# The Men's Shed/Workshop or The Ladies Shed/Workshop



## Grumpy (Nov 9, 2007)

OK Jocks. Lets see some photos of the Sheds that catch your eye. Either inside or out or even your own shed.
Here's a couple to start off !!!


----------



## sammouri (Dec 12, 2009)

At least they are bigger than my shed.


----------



## harry1 (Feb 22, 2012)

This is my shed, shot taken a few years ago.


----------



## Grumpy (Nov 9, 2007)

Harry, your shed is air conditioned. Lucky you.


----------



## Jim Jakosh (Nov 24, 2009)

Harry, you have a palace with air conditioning!!!!!!!! I'm jealous now!!


----------



## Grumpy (Nov 9, 2007)

Here's my place of toill. No aircon but definitely use a fan


----------



## DanYo (Jun 30, 2007)




----------



## Grumpy (Nov 9, 2007)




----------



## DanYo (Jun 30, 2007)




----------



## Texcaster (Oct 26, 2013)

My Bush shed. 9m x9m concrete floor, another 3m x9m dirt floor


----------



## a1Jim (Aug 9, 2008)

I really like looking at sheds aka shops thanks for sharing.


----------



## Texcaster (Oct 26, 2013)

Jim , in Australia an aircraft hanger can be called a shed.

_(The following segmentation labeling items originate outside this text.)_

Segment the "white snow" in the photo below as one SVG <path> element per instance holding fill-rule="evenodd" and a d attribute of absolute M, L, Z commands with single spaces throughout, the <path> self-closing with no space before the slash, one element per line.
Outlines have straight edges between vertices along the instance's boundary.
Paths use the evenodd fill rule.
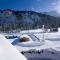
<path fill-rule="evenodd" d="M 0 35 L 0 60 L 27 60 L 9 41 Z"/>

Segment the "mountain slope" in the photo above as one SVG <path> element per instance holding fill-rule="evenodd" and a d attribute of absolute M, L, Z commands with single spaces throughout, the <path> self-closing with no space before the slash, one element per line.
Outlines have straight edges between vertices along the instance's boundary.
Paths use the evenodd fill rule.
<path fill-rule="evenodd" d="M 58 27 L 60 19 L 34 11 L 0 10 L 0 30 Z"/>

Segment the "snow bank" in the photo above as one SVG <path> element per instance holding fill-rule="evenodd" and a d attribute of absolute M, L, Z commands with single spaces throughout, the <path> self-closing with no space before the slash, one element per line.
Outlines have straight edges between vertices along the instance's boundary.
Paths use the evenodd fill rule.
<path fill-rule="evenodd" d="M 9 41 L 0 35 L 0 60 L 27 60 Z"/>

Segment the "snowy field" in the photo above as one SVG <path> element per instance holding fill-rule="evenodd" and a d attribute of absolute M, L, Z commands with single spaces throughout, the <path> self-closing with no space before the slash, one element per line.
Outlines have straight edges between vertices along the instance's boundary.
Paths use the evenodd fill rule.
<path fill-rule="evenodd" d="M 28 42 L 19 42 L 17 38 L 7 39 L 20 52 L 25 52 L 23 55 L 28 60 L 60 60 L 60 33 L 41 33 L 40 31 L 3 34 L 4 36 L 28 37 Z M 17 41 L 17 43 L 16 43 Z M 43 50 L 43 52 L 41 52 Z M 29 52 L 30 51 L 30 52 Z M 31 52 L 32 51 L 32 52 Z M 34 52 L 36 51 L 36 52 Z M 39 52 L 38 52 L 39 51 Z"/>

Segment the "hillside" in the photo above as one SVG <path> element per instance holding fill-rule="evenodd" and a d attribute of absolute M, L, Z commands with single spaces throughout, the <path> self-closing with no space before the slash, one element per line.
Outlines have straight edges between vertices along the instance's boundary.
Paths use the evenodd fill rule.
<path fill-rule="evenodd" d="M 54 17 L 34 11 L 0 10 L 0 30 L 27 30 L 60 27 L 60 17 Z"/>

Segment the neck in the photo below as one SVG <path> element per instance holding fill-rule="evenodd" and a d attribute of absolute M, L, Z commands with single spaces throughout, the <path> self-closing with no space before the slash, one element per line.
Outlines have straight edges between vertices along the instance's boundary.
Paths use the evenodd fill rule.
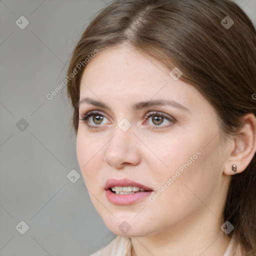
<path fill-rule="evenodd" d="M 223 256 L 230 238 L 221 229 L 222 220 L 190 216 L 154 234 L 132 237 L 132 256 Z"/>

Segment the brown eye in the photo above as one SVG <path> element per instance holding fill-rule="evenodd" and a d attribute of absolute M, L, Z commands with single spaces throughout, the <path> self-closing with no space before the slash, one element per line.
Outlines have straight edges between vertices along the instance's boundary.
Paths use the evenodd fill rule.
<path fill-rule="evenodd" d="M 164 118 L 162 116 L 160 116 L 156 114 L 152 116 L 152 118 L 153 124 L 156 126 L 162 124 L 164 122 Z"/>
<path fill-rule="evenodd" d="M 93 116 L 92 120 L 94 123 L 96 124 L 100 124 L 103 120 L 103 116 Z"/>

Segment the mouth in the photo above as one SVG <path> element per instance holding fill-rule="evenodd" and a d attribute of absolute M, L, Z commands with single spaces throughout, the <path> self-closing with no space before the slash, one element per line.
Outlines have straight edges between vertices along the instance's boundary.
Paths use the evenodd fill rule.
<path fill-rule="evenodd" d="M 134 194 L 135 193 L 140 193 L 142 192 L 148 192 L 150 190 L 147 190 L 142 188 L 138 186 L 112 186 L 109 188 L 110 190 L 114 193 L 116 194 Z"/>
<path fill-rule="evenodd" d="M 153 191 L 150 188 L 127 178 L 108 180 L 104 188 L 105 190 L 110 190 L 112 192 L 117 194 L 128 194 Z"/>
<path fill-rule="evenodd" d="M 131 180 L 108 180 L 104 188 L 106 198 L 118 205 L 131 204 L 148 197 L 153 190 Z"/>

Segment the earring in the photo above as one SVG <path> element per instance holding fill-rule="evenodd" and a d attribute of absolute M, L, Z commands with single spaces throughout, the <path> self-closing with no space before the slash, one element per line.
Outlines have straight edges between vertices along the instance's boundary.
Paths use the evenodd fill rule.
<path fill-rule="evenodd" d="M 236 168 L 236 164 L 233 164 L 233 165 L 232 166 L 232 170 L 233 172 L 236 172 L 236 170 L 237 170 L 237 168 Z"/>

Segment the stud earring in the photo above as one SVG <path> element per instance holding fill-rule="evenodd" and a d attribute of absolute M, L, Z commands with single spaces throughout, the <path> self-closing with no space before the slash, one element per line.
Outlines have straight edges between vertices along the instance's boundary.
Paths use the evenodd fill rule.
<path fill-rule="evenodd" d="M 233 172 L 236 172 L 236 170 L 237 170 L 236 166 L 236 164 L 233 164 L 232 166 L 232 169 Z"/>

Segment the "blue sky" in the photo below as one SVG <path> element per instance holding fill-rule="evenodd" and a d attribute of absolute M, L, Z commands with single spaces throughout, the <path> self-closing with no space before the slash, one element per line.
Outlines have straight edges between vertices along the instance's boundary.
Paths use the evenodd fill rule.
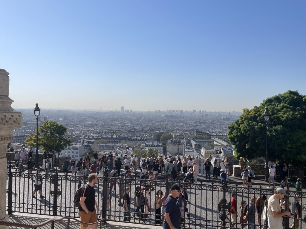
<path fill-rule="evenodd" d="M 306 94 L 306 2 L 0 1 L 15 107 L 241 111 Z"/>

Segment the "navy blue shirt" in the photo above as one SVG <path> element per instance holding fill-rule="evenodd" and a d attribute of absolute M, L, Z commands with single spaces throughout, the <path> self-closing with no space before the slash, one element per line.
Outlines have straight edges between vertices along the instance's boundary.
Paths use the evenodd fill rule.
<path fill-rule="evenodd" d="M 181 211 L 178 203 L 177 198 L 170 195 L 168 196 L 165 203 L 165 213 L 169 213 L 171 223 L 175 228 L 181 227 Z M 166 217 L 164 220 L 163 226 L 164 229 L 170 229 Z"/>

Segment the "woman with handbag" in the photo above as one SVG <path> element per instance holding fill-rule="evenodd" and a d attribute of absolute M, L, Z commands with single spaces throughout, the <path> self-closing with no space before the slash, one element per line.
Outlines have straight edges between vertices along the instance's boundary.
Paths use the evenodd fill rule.
<path fill-rule="evenodd" d="M 155 197 L 155 204 L 154 205 L 154 209 L 155 209 L 155 224 L 160 224 L 160 216 L 161 213 L 161 206 L 160 205 L 161 201 L 160 201 L 162 197 L 162 190 L 158 190 L 156 192 L 156 196 Z"/>

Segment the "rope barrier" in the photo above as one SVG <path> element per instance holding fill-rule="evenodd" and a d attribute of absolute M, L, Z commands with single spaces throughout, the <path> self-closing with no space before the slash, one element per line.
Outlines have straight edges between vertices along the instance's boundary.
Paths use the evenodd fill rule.
<path fill-rule="evenodd" d="M 16 222 L 12 222 L 10 221 L 6 221 L 4 220 L 0 220 L 0 225 L 4 225 L 4 226 L 13 226 L 14 227 L 29 227 L 29 228 L 37 228 L 37 227 L 42 227 L 46 224 L 49 224 L 50 223 L 61 221 L 62 220 L 65 219 L 73 220 L 75 220 L 76 221 L 79 222 L 79 223 L 80 223 L 82 224 L 86 224 L 87 225 L 92 225 L 94 224 L 97 224 L 98 223 L 99 223 L 102 221 L 104 221 L 105 220 L 105 218 L 102 218 L 101 220 L 100 220 L 96 222 L 95 222 L 94 223 L 84 223 L 84 222 L 82 222 L 80 220 L 77 219 L 76 218 L 75 218 L 74 217 L 65 216 L 58 218 L 57 219 L 55 218 L 50 219 L 46 220 L 45 222 L 42 223 L 41 223 L 38 224 L 27 224 L 24 223 L 17 223 Z"/>

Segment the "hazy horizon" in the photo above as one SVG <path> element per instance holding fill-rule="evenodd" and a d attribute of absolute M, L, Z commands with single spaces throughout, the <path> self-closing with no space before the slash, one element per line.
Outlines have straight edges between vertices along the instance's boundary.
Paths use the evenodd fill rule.
<path fill-rule="evenodd" d="M 15 107 L 241 111 L 306 94 L 305 1 L 1 5 Z"/>

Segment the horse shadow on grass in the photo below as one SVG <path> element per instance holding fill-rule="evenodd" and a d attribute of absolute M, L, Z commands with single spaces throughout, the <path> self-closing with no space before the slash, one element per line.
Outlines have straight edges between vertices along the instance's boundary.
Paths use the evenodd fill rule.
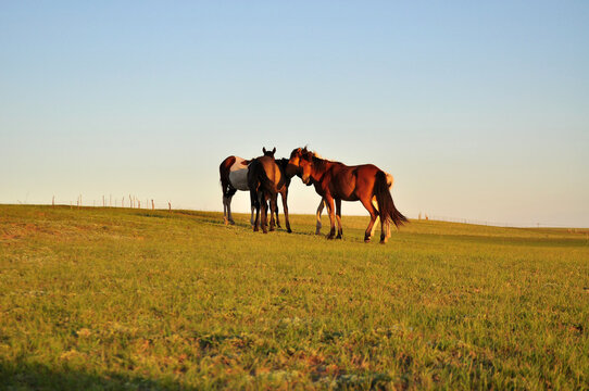
<path fill-rule="evenodd" d="M 114 373 L 91 374 L 42 364 L 0 362 L 2 390 L 196 390 L 173 379 L 154 380 Z"/>

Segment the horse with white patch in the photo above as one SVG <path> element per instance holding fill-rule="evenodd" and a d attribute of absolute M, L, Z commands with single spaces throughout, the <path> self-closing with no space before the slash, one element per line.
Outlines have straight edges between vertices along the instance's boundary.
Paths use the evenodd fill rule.
<path fill-rule="evenodd" d="M 265 156 L 272 156 L 274 157 L 274 153 L 276 152 L 276 148 L 272 151 L 266 151 L 265 148 L 262 148 L 262 152 L 264 152 Z M 225 222 L 225 225 L 227 224 L 235 224 L 235 220 L 231 216 L 231 199 L 237 192 L 237 190 L 241 191 L 249 191 L 250 188 L 248 186 L 248 166 L 251 163 L 251 160 L 246 160 L 243 157 L 239 156 L 228 156 L 225 159 L 220 167 L 220 176 L 221 176 L 221 190 L 223 191 L 223 220 Z M 253 227 L 253 213 L 255 211 L 254 205 L 251 205 L 251 216 L 250 216 L 250 224 Z M 276 219 L 278 219 L 278 210 L 273 211 L 276 213 Z"/>

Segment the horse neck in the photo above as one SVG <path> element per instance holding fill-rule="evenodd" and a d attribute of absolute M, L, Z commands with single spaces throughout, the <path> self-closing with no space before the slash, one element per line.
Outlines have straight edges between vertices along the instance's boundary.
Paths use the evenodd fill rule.
<path fill-rule="evenodd" d="M 325 173 L 330 168 L 333 162 L 319 157 L 313 157 L 313 169 L 311 171 L 311 176 L 313 180 L 321 181 Z"/>

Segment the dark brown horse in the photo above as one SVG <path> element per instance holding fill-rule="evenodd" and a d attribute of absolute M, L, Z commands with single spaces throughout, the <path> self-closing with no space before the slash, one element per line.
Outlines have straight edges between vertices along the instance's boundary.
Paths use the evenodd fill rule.
<path fill-rule="evenodd" d="M 387 241 L 386 232 L 389 230 L 390 220 L 397 227 L 409 222 L 394 207 L 387 174 L 373 164 L 347 166 L 343 163 L 317 157 L 306 148 L 299 148 L 290 154 L 289 167 L 290 171 L 298 169 L 302 181 L 305 185 L 312 184 L 315 191 L 325 199 L 331 225 L 327 236 L 328 239 L 333 239 L 336 234 L 336 218 L 338 223 L 336 238 L 340 239 L 343 234 L 341 228 L 341 200 L 360 201 L 371 214 L 371 223 L 364 234 L 365 242 L 371 241 L 373 226 L 377 216 L 380 216 L 380 243 Z M 374 198 L 377 205 L 373 204 Z M 334 202 L 336 211 L 334 211 Z"/>
<path fill-rule="evenodd" d="M 270 202 L 271 211 L 277 211 L 278 193 L 283 199 L 283 207 L 285 213 L 286 228 L 290 234 L 290 222 L 288 218 L 288 186 L 290 185 L 290 176 L 286 174 L 288 161 L 281 159 L 276 161 L 272 155 L 267 155 L 264 149 L 264 156 L 252 160 L 248 172 L 248 186 L 250 188 L 250 197 L 252 205 L 255 207 L 255 220 L 253 230 L 258 231 L 259 226 L 262 226 L 264 234 L 267 234 L 267 203 Z M 260 214 L 262 222 L 260 224 Z M 278 214 L 276 213 L 276 222 L 278 223 Z M 270 230 L 274 230 L 274 217 L 271 214 Z"/>

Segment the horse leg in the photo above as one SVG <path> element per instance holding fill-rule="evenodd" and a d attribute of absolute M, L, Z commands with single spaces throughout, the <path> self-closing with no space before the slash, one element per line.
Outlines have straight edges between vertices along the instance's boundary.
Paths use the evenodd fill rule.
<path fill-rule="evenodd" d="M 371 214 L 371 223 L 368 223 L 368 227 L 366 228 L 366 232 L 364 234 L 365 243 L 371 242 L 374 223 L 376 222 L 376 217 L 378 216 L 378 211 L 374 207 L 371 201 L 371 199 L 360 199 L 360 202 L 362 202 L 366 211 L 368 211 L 368 213 Z"/>
<path fill-rule="evenodd" d="M 260 206 L 262 209 L 262 232 L 268 232 L 268 200 L 264 191 L 260 192 Z"/>
<path fill-rule="evenodd" d="M 380 212 L 378 210 L 378 203 L 376 202 L 376 195 L 373 195 L 372 204 L 376 211 Z M 378 214 L 378 216 L 376 216 L 376 222 L 374 222 L 373 230 L 371 231 L 371 238 L 374 236 L 374 231 L 376 230 L 376 226 L 378 225 L 379 219 L 380 219 L 380 213 Z"/>
<path fill-rule="evenodd" d="M 225 225 L 229 224 L 227 220 L 227 198 L 223 195 L 223 223 Z"/>
<path fill-rule="evenodd" d="M 283 211 L 285 214 L 286 231 L 290 234 L 292 232 L 292 229 L 290 229 L 290 220 L 288 218 L 288 204 L 287 204 L 288 190 L 285 190 L 283 193 L 280 193 L 280 197 L 283 198 Z"/>
<path fill-rule="evenodd" d="M 374 236 L 374 231 L 376 230 L 376 225 L 378 224 L 378 220 L 380 220 L 380 243 L 385 244 L 387 242 L 387 239 L 390 238 L 390 222 L 387 218 L 385 219 L 381 218 L 380 211 L 378 210 L 378 203 L 376 202 L 376 197 L 373 197 L 372 204 L 378 212 L 378 216 L 376 216 L 376 222 L 374 223 L 371 237 Z"/>
<path fill-rule="evenodd" d="M 341 236 L 343 235 L 343 228 L 341 227 L 341 200 L 336 200 L 336 219 L 338 222 L 338 236 L 336 239 L 341 239 Z"/>
<path fill-rule="evenodd" d="M 274 213 L 276 212 L 276 202 L 277 202 L 277 197 L 273 195 L 270 198 L 270 230 L 271 231 L 275 229 Z"/>
<path fill-rule="evenodd" d="M 325 199 L 321 199 L 319 205 L 317 206 L 317 227 L 315 229 L 315 235 L 321 235 L 321 213 L 323 212 L 323 209 L 325 207 Z"/>
<path fill-rule="evenodd" d="M 283 228 L 283 227 L 280 227 L 280 220 L 278 219 L 278 194 L 276 194 L 274 213 L 276 214 L 276 227 Z"/>
<path fill-rule="evenodd" d="M 331 195 L 325 195 L 325 202 L 327 204 L 327 212 L 329 212 L 329 235 L 327 235 L 327 239 L 334 239 L 336 236 L 336 214 L 334 212 L 334 198 Z"/>
<path fill-rule="evenodd" d="M 228 219 L 229 219 L 229 224 L 230 224 L 230 225 L 234 225 L 234 224 L 235 224 L 235 222 L 234 222 L 234 216 L 231 216 L 231 199 L 233 199 L 233 198 L 234 198 L 233 195 L 227 197 L 227 217 L 228 217 Z"/>
<path fill-rule="evenodd" d="M 258 232 L 260 225 L 260 197 L 256 190 L 250 190 L 250 202 L 251 202 L 251 219 L 252 228 L 254 232 Z M 253 210 L 255 209 L 255 220 L 253 219 Z"/>

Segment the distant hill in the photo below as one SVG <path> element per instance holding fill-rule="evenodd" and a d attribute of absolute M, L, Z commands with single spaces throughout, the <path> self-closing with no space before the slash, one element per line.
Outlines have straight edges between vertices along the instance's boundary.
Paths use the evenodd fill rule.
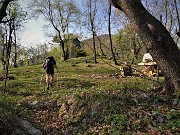
<path fill-rule="evenodd" d="M 88 55 L 93 54 L 93 39 L 85 39 L 82 41 L 84 43 L 84 49 L 86 50 Z M 109 46 L 109 35 L 99 35 L 95 37 L 96 51 L 97 54 L 102 55 L 102 51 L 106 54 L 110 54 L 110 46 Z M 100 47 L 101 46 L 101 47 Z M 102 49 L 102 51 L 101 51 Z"/>

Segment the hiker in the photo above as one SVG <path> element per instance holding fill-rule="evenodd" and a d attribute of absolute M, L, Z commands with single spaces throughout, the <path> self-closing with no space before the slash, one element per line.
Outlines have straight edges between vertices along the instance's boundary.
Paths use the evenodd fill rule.
<path fill-rule="evenodd" d="M 53 80 L 54 80 L 54 67 L 57 69 L 56 61 L 54 60 L 53 56 L 47 57 L 46 61 L 43 63 L 42 67 L 46 70 L 46 84 L 47 84 L 47 90 L 49 90 L 49 87 L 52 87 Z"/>

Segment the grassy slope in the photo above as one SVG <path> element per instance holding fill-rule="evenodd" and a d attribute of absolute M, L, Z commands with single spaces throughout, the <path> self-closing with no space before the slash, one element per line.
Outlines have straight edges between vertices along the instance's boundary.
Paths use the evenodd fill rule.
<path fill-rule="evenodd" d="M 84 58 L 58 62 L 58 67 L 49 91 L 40 83 L 40 65 L 10 69 L 16 79 L 8 82 L 8 93 L 0 98 L 4 133 L 13 131 L 12 119 L 19 116 L 48 135 L 178 134 L 178 100 L 169 104 L 158 89 L 150 90 L 158 86 L 154 81 L 116 78 L 119 67 L 84 63 Z M 33 101 L 41 105 L 30 106 Z"/>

I ruffled my Michigan father in laws feathers by calling his new barn/ workshop a shed.


----------



## Grumpy (Nov 9, 2007)




----------



## distrbd (Sep 14, 2011)

This is my shed ,and my dust collector:


----------



## Grumpy (Nov 9, 2007)

Good looking shed Ken
.
.
.
What about all you ladies out there. Let's see your shed!.


----------



## Texcaster (Oct 26, 2013)

distrbd,
I love your avatar! Keef is a diamond geezer. I'd go to see any band he put together!


----------



## distrbd (Sep 14, 2011)

Tex,thanks,
I like it as well.he looks as disturbed as I am.


----------